Socioeconomic status
Sociodemographic characteristics were assessed using the tool developed by the Integrated Social Indicator System for Ecuador [25]. This system defines poverty based on Unsatisfied Basic Needs (UBN). A household is considered as poor if one or more deficiencies in access to education, health, housing, urban services and employment are reported. Therefore adolescents were allocated to one of two groups; “Poor group” if at least one deprivation was present or “Better-off group” if no deprivation was reported.
Data analysis
Food intake data was entered using an online software designed to analyse 24-hour recall data (Lucille software 0.1, 2010, Gent University; http://www.foodscience.ugent.be/nutriFOODchem/foodintake). Anthropometric, socioeconomic and blood lipid data were entered in duplicate into Epidata by two independent researchers. Any discrepancy was corrected using the original forms. Data are reported as mean with standard deviation (SD) or as median with 25–75 percentiles. When appropriate, continuous variables were transformed into a normal distribution. A significance level of 5% was determined for all statistical tests. Energy intake of macronutrients and food groups was adjusted for total energy intake using the nutrient residual model [26].

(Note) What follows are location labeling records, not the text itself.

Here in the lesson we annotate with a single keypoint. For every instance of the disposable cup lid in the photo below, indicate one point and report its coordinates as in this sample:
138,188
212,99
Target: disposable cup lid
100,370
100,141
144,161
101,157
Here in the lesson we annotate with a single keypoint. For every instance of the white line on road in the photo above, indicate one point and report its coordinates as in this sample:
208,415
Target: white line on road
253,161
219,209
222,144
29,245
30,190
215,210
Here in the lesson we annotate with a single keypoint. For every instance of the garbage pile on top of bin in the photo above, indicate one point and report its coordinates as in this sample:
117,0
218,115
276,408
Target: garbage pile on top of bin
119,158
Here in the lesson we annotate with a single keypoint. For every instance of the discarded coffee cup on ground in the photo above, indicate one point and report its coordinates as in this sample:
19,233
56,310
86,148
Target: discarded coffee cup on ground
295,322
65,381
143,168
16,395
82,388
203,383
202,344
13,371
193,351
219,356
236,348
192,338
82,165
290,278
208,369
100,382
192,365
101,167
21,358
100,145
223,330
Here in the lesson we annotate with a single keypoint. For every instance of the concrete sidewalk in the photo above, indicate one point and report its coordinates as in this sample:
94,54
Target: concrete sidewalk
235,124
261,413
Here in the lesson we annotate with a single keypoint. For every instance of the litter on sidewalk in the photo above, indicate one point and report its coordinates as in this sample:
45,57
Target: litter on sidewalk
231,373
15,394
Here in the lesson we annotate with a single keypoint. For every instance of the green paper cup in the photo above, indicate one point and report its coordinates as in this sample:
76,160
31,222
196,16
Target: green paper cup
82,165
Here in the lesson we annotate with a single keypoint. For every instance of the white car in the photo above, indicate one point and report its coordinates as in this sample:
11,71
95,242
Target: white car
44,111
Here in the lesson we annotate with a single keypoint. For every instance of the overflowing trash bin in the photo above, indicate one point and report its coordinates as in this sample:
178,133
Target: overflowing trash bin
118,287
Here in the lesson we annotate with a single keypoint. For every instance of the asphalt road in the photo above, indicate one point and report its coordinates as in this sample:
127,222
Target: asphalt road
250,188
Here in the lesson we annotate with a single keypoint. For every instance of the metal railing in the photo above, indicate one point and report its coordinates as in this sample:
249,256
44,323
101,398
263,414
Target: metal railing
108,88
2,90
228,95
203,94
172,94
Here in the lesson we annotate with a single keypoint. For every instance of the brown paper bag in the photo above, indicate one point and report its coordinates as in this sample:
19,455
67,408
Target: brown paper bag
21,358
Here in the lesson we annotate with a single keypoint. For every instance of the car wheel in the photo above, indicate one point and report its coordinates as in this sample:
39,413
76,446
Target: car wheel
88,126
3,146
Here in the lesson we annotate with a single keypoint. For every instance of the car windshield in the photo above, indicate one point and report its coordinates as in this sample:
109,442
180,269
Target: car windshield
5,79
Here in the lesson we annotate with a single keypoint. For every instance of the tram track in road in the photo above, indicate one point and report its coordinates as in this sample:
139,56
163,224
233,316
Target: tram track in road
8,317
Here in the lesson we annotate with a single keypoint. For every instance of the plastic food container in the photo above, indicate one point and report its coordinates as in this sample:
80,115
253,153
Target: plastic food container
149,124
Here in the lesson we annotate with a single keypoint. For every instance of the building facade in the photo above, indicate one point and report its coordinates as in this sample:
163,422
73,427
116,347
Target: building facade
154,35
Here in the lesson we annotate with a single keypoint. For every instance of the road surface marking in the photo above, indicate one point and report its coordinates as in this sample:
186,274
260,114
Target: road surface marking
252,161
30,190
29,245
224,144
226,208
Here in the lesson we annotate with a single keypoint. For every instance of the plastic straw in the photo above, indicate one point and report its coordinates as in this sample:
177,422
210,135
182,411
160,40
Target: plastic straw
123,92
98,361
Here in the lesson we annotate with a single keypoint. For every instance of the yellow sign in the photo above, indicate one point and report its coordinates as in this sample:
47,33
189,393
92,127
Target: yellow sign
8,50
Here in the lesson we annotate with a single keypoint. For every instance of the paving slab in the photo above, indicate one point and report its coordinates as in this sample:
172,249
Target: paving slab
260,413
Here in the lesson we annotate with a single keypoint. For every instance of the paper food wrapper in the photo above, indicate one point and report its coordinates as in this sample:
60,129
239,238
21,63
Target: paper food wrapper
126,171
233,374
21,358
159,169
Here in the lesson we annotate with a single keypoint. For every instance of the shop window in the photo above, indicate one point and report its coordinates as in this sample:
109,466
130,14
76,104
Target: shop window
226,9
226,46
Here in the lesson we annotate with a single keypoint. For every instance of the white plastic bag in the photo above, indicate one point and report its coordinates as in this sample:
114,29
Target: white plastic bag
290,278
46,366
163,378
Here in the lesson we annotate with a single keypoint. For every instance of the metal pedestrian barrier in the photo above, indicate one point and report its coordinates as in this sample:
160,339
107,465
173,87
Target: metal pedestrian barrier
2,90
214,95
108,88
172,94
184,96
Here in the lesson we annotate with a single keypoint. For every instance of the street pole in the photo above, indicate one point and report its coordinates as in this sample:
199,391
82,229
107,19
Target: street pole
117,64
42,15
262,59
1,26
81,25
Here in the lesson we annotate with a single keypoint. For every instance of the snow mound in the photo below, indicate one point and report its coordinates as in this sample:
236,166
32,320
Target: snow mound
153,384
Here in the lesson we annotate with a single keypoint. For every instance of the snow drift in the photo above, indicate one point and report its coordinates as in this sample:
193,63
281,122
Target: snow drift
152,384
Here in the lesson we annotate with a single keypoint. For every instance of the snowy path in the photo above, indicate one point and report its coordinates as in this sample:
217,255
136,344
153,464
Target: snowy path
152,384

Factor analysis was carried out to identify dietary patterns including twenty food groups expressed as E%/day. The number of factors retained was based on a scree-plot. Food groups with a loading factor below 0.10 were removed from the analysis. Foods with a factor loading above 0.3 were identified as the main contributors to each pattern [27]. A score of each dietary pattern was calculated for each participant and split into tertiles. For each tertile of the dietary pattern score, the median of the macronutrients E%, added sugar and sodium contribution were reported as well as the mean of the cardiovascular risk factors.
Linear regression models were used with two purposes: (i) to identify differences in energy intake, macronutrient E%, added sugar, sodium and food group energy sources, by UBN and place of residence (ii) to compare, macronutrients E%, added sugar, sodium and cardiovascular risk factors across the tertiles of the dietary patterns score. The comparisons of dietary components and cardiovascular risk factors among the dietary patterns score tertiles were split into subgroups (UBN or place of residence) only if interactions were significant. Outcomes not following a normal distribution were log transformed before inclusion in the models, and beta coefficients were back transformed and expressed as percentage differences (estimate-1*100). All the models were adjusted for sex, UBN and place of residence when necessary.
Logistic regression models were used to determine UBN and place of residence differences in: (i) the amount of participants exceeding the macronutrient, sodium and added sugar recommended intake per day, (ii) the number of consumers of protective groups (subgroups) such as fish (roasted, fresh, canned) and fruit (preparation methods) as well as in (iii) the number of consumers of the main sources of added sugar. All the models were adjusted for sex, UBN and place of residence. Results are reported as odds ratio (OR) and 95% confidence interval (CI).